Polaris, also known as the North Star because of its proximity to the celestial pole, is the brightest star in the constellation Ursa Minor, the Little Bear or the Little Dipper. Polaris can be found by extending an imaginary line from the two farthest-right stars in the Big Dipper “upwards” from the “ladle” of the dipper, and locating a very bright star immediately on that line. Polaris was historically used by slaves in America’s South attempting to escape to the North through the Underground Railroad. Hence the folk song, “Follow the Drinking Gourd”. “Drinking gourd” refers to the Big Dipper.

Polaris, like many stars, is part of a trinary system that includes Polaris A, Polaris Ab, and Polaris B. The whole system is located between 400 and 460 light years from the Earth.
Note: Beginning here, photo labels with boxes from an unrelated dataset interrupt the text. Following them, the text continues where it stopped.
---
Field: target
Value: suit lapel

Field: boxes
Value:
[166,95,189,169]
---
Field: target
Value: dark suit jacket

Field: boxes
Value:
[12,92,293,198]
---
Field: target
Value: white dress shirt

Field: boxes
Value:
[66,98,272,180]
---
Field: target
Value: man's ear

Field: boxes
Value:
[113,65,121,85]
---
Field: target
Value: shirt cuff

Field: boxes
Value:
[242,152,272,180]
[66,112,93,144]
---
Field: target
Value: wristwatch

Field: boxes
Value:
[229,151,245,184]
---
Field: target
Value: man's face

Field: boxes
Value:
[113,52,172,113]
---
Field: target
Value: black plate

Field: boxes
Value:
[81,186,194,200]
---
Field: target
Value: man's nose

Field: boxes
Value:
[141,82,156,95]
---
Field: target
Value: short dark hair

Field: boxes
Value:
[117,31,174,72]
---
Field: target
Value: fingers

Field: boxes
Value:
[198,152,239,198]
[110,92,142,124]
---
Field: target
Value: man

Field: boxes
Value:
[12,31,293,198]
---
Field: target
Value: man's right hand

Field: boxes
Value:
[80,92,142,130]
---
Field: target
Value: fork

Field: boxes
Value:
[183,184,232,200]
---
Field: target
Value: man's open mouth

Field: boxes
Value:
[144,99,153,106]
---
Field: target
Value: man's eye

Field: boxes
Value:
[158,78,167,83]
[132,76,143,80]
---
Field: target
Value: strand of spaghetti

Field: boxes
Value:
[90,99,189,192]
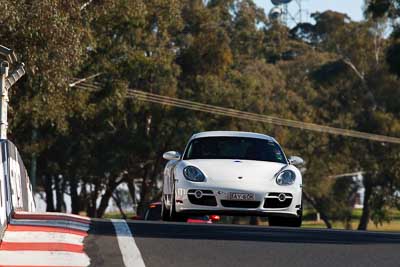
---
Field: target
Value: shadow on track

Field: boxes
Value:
[91,219,400,245]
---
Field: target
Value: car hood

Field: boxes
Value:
[185,159,287,186]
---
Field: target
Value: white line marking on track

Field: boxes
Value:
[111,219,145,267]
[3,231,83,245]
[0,251,90,266]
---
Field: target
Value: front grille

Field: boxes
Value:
[188,195,217,206]
[264,193,293,209]
[188,189,214,195]
[221,200,260,209]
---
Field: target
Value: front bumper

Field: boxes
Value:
[175,180,302,217]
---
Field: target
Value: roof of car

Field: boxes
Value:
[190,131,276,142]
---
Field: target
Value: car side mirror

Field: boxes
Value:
[163,151,181,160]
[289,156,304,165]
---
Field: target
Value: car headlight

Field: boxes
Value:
[276,170,296,185]
[183,166,206,182]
The name of Polaris derives, of course, from its position as a polar star.

Polaris is a giant star containing between five and six solar masses of material. It is 60 solar radii in diameter and has a luminosity 2200 times greater than the Sun. Its surface temperature is 7700 K, significantly hotter than the Sun.
Polaris is not precisely aligned with the celestial pole (the axis around which stars in the night sky appear to rotate), but is in fact 0.7° removed from it, about 1 1/2 the width of the Moon’s disc. So Polaris cannot be relied upon for extremely precise estimates of the direction of north unless a time-lapse exposure of its movement in the sky can be taken. Because of changes in the axis of the Earth’s rotation relative to the plane of the elliptic, within a few tens of thousands of years Polaris will no longer be the star closest to the northern celestial pole.

There is no real Southern pole star like there is Polaris for the North pole star, although the Southern Cross asterism points almost directly to the Southern celestial pole.